PART 2:
Some more of BXVI’s
2008 World Day for Peace Message.
[No. 7 continued]…Prudence does not mean failing to accept responsibilities and postponing decisions; it means being committed to making joint decisions after pondering responsibly the road to be taken, decisions aimed at strengthening that covenant between human beings and the environment, which should mirror the creative love of God, from whom we come and towards whom we are journeying.
This does not mean we shouldn’t do all we can as individuals to mitigate environmental problems. JPII made it clear in his
1990 World Day for Peace Message that it is everyone’s responsibility to do so; and the Church recognizes subsidiarity – which means functions which subordinate or local organizations perform effectively belong more properly to them than to a dominant central organization.
What BXVI recognizes here is that there are also decisions to be made at higher levels. For instance, if only committed and moral individuals reduced their oil consumption, then the price of oil would go down, and the less moral and the evil would simply use more. There has to be some mechanism at a higher level than the individual that has the effect of reducing fossil fuel burning and other environmental harms – whether by getting rid of fossil fuel subsidies and tax-breaks, or by some fee or tax imposed on fossil fuel consumption, or by promoting alternative energy, or by some other means. We as a moral community need to come up with effective solutions, and very soon, not postponing it.
- In this regard, it is essential to “sense” that the earth is “our common home” and, in our stewardship and service to all, to choose the path of dialogue rather than the path of unilateral decisions.
The tactics of refusing to participate, of disrupting international discussion, and refusing to play along are really bad. Bush REALLY should have signed the Kyoto Protocol, or at the least (as a Papua New Guinea man pleaded with the U.S. delegate in the 2007 Bali CC Conference) – “Lead, follow, or get out of the way.”
Further international agencies may need to be established [like the IPCC] in order to confront together the stewardship of this “home” of ours; more important, however, is the need for ever greater conviction about the need for responsible cooperation. The problems looming on the horizon are complex and time is short.

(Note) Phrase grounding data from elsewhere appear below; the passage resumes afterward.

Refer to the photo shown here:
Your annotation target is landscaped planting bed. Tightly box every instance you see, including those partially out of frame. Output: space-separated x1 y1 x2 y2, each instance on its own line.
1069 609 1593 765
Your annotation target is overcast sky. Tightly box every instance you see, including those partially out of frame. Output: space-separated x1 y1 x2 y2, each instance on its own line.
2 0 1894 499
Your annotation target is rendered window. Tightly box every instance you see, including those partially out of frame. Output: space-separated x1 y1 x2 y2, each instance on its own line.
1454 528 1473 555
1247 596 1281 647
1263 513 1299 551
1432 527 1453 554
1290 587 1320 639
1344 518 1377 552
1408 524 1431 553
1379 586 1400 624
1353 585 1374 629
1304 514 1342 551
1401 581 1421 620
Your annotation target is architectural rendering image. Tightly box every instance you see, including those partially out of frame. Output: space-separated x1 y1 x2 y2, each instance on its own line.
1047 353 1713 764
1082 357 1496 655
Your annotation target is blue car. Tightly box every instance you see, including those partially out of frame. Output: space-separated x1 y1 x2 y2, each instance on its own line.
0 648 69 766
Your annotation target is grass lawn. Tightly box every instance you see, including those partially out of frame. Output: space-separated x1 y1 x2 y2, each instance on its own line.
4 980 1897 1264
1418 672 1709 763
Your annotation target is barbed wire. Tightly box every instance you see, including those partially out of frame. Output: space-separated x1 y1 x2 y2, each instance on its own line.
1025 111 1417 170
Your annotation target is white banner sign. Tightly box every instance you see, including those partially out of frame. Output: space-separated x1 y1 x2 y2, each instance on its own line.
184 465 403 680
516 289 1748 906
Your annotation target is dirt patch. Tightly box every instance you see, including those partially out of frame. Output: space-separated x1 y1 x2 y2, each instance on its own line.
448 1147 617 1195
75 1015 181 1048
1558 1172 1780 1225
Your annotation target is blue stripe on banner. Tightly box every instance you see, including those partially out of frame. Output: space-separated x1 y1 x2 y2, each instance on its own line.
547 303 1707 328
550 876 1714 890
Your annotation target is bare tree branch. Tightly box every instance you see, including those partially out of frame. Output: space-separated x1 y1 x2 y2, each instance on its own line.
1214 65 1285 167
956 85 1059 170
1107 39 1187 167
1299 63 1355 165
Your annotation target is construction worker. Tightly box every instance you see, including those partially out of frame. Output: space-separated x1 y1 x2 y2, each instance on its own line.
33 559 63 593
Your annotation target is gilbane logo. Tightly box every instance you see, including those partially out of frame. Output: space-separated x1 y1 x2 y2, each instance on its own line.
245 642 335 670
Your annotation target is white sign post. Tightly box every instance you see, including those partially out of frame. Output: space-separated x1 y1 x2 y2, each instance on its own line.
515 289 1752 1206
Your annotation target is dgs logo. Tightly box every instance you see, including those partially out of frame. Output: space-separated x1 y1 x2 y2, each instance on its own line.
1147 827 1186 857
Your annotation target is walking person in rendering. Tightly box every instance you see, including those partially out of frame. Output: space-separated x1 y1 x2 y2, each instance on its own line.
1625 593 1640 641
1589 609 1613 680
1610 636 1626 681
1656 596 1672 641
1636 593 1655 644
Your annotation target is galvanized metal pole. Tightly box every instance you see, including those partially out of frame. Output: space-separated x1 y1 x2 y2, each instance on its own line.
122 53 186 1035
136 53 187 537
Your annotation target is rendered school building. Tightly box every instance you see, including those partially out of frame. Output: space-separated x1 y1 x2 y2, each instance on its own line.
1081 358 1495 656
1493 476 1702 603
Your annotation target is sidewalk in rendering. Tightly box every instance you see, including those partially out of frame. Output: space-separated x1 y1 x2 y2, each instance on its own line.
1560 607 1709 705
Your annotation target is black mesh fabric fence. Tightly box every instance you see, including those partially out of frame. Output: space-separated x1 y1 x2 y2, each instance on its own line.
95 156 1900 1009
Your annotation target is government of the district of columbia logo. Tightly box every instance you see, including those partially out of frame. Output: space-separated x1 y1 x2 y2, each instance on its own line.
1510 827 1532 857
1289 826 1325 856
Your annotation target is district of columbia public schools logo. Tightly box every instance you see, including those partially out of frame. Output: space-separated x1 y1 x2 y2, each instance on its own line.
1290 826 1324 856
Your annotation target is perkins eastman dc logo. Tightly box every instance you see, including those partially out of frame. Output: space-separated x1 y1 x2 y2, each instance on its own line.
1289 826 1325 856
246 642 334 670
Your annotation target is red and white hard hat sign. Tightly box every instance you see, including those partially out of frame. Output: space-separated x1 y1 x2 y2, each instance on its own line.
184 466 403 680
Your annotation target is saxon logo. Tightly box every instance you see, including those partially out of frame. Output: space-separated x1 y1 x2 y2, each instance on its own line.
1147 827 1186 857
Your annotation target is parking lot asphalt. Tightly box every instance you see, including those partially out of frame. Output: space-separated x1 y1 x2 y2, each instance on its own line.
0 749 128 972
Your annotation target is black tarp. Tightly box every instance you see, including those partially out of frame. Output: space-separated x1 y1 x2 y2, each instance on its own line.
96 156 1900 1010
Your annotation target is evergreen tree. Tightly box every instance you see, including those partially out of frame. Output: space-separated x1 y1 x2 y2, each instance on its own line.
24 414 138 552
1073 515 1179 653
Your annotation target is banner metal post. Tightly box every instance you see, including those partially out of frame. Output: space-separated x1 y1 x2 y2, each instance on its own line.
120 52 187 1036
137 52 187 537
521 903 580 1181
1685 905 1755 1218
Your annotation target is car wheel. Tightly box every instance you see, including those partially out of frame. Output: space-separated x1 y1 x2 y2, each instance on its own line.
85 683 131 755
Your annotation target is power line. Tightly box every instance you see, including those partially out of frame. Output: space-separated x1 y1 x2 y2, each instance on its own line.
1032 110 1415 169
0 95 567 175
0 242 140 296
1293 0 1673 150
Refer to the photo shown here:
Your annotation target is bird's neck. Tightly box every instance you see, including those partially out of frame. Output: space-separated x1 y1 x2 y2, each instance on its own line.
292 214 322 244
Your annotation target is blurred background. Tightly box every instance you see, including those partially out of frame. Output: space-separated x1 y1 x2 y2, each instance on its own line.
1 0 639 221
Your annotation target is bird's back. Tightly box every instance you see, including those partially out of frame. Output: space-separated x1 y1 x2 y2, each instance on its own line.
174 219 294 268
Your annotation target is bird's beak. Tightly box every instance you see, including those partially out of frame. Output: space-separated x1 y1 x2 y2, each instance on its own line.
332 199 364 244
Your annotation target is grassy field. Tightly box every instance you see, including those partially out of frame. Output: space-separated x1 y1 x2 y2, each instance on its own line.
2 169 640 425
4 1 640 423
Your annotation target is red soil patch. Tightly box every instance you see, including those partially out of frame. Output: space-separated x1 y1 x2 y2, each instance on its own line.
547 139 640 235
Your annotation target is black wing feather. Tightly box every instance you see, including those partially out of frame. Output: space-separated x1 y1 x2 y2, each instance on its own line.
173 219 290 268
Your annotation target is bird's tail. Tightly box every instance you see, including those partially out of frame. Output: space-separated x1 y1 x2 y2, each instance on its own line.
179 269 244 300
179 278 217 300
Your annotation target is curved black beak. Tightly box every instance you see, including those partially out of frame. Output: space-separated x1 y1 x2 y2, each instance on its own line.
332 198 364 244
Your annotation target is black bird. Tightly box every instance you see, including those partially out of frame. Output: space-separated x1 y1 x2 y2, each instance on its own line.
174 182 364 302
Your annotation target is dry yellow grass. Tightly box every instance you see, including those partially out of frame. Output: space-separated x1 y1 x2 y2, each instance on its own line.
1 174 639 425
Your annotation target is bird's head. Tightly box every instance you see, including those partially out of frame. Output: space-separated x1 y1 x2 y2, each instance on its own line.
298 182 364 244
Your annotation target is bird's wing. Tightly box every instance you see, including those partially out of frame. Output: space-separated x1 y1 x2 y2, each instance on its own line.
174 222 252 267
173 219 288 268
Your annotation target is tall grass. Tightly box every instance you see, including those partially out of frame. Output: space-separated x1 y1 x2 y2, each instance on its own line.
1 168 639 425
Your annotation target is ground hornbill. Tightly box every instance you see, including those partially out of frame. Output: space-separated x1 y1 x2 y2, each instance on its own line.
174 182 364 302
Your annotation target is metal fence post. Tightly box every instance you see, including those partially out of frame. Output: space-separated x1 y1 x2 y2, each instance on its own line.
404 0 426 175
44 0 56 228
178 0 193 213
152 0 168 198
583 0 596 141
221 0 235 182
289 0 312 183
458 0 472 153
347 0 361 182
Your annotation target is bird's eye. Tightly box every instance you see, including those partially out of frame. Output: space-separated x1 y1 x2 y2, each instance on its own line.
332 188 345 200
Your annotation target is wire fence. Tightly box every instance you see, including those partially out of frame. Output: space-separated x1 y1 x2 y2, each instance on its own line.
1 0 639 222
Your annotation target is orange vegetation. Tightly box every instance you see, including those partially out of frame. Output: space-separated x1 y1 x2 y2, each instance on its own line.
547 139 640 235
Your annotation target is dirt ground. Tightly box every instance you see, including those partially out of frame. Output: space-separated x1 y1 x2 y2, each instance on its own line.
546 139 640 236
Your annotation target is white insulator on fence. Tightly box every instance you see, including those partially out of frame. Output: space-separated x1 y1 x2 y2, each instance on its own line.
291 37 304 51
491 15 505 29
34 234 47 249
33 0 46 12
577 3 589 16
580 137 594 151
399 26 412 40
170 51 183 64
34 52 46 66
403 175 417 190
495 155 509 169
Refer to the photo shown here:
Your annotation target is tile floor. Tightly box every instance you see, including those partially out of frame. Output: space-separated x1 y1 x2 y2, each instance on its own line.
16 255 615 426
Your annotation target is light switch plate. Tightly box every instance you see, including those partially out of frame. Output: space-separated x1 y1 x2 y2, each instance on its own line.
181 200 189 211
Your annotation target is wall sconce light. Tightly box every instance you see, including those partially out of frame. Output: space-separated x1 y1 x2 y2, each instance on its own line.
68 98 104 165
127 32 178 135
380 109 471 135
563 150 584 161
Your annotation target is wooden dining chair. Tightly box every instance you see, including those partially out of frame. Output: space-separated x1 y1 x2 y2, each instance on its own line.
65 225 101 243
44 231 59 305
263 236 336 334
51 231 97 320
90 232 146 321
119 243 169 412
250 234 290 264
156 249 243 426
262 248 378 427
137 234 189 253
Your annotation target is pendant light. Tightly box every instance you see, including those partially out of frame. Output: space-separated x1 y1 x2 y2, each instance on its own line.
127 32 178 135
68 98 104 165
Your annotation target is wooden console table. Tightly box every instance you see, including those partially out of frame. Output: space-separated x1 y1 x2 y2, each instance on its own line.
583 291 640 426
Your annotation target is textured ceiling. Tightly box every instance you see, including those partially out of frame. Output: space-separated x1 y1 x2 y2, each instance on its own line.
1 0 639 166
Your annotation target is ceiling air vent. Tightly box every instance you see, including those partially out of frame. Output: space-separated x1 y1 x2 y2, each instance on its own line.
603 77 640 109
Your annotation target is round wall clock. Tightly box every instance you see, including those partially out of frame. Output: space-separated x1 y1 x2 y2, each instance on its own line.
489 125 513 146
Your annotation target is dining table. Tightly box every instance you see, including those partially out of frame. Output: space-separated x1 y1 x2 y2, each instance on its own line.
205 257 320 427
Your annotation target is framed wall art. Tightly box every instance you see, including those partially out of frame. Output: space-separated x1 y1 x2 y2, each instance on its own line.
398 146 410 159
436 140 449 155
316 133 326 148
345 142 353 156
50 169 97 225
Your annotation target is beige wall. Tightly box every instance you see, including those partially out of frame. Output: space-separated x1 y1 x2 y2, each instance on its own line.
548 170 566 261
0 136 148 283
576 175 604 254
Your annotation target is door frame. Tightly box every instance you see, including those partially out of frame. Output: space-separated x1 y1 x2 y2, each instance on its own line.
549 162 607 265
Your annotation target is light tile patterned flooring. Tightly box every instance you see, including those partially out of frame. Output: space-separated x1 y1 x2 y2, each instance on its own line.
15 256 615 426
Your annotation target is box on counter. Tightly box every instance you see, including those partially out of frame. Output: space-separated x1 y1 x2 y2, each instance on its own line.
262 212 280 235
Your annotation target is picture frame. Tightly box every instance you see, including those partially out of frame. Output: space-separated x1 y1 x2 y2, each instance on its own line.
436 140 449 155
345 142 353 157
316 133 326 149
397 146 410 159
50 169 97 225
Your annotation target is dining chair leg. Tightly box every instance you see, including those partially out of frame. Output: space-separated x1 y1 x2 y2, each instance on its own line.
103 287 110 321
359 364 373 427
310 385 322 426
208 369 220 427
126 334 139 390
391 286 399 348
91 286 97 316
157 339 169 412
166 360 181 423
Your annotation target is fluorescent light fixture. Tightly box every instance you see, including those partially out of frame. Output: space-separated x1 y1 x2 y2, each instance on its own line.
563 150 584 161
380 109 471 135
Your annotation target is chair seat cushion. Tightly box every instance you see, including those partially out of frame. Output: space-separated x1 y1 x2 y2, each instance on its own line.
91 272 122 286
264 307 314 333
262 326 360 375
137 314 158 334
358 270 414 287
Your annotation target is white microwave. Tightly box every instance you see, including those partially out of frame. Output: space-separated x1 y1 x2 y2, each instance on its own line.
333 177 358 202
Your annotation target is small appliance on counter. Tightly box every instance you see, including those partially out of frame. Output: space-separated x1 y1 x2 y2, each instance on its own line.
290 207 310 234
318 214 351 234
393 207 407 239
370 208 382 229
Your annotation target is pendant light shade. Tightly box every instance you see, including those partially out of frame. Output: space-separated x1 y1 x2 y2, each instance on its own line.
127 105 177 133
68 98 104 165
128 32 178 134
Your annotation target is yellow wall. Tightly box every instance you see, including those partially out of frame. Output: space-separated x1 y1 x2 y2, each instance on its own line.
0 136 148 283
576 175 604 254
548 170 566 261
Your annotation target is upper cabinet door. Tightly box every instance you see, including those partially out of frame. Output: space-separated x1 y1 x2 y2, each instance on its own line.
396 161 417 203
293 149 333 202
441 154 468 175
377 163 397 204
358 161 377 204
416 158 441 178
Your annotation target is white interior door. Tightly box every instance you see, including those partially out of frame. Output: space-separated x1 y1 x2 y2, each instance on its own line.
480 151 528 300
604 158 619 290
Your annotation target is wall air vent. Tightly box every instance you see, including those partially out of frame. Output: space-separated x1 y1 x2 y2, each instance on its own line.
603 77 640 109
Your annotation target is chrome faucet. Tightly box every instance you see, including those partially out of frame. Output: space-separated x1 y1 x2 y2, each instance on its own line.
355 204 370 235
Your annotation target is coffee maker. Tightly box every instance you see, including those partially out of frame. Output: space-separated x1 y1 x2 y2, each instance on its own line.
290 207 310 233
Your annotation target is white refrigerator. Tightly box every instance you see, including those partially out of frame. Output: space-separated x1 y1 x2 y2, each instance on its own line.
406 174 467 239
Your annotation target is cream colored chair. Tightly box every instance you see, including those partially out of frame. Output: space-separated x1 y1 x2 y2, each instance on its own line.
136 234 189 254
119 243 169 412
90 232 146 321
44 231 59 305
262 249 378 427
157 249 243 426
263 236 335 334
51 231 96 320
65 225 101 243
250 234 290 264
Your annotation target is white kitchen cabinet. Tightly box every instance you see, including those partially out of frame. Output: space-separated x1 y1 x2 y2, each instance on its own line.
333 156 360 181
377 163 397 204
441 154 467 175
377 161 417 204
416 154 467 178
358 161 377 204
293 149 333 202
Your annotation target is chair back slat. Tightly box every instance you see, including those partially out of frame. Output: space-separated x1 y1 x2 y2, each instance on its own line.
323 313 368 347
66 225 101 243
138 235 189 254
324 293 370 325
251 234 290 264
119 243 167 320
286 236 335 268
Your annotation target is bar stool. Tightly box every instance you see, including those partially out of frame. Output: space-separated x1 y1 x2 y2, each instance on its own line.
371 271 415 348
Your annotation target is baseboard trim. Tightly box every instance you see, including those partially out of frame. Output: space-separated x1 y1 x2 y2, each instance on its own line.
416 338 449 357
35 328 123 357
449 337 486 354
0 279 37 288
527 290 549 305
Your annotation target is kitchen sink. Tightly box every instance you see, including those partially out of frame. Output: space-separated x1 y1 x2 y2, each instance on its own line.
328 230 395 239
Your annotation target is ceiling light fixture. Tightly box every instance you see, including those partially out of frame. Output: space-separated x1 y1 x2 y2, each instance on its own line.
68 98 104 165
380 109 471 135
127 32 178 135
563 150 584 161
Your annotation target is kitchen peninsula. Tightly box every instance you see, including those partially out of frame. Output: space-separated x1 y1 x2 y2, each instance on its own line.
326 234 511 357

We are fast approaching tipping points, beyond which we will not be able to stave off very serious environmental problems. The complexity of these problems makes them even more difficult to predict and solve, so we must act now to reduce dire risks.
In order to face this situation effectively, there is a need to act in harmony. One area where there is a particular need to intensify dialogue between nations is that of the stewardship of the earth’s energy resources. The technologically advanced countries are facing two pressing needs in this regard: on the one hand, to reassess the high levels of consumption due to the present model of development [this speaks loud and clear for itself], and on the other hand to invest sufficient resources in the search for alternative sources of energy and for greater energy efficiency. The emerging counties are hungry for energy, but at times this hunger is met in a way harmful to poor countries which, due to their insufficient infrastructures, including their technological infrastructures, are forced to undersell the energy resources they do possess. At times, their very political freedom is compromised by forms of protectorate or, in any case, by forms of conditioning which appear clearly humiliating.
Our greed for oil and other resources for our profligate (inefficient/liberal) use has lead to poverty and ruin in many poor nations. We break it, we buy this problem, and must work to solve it.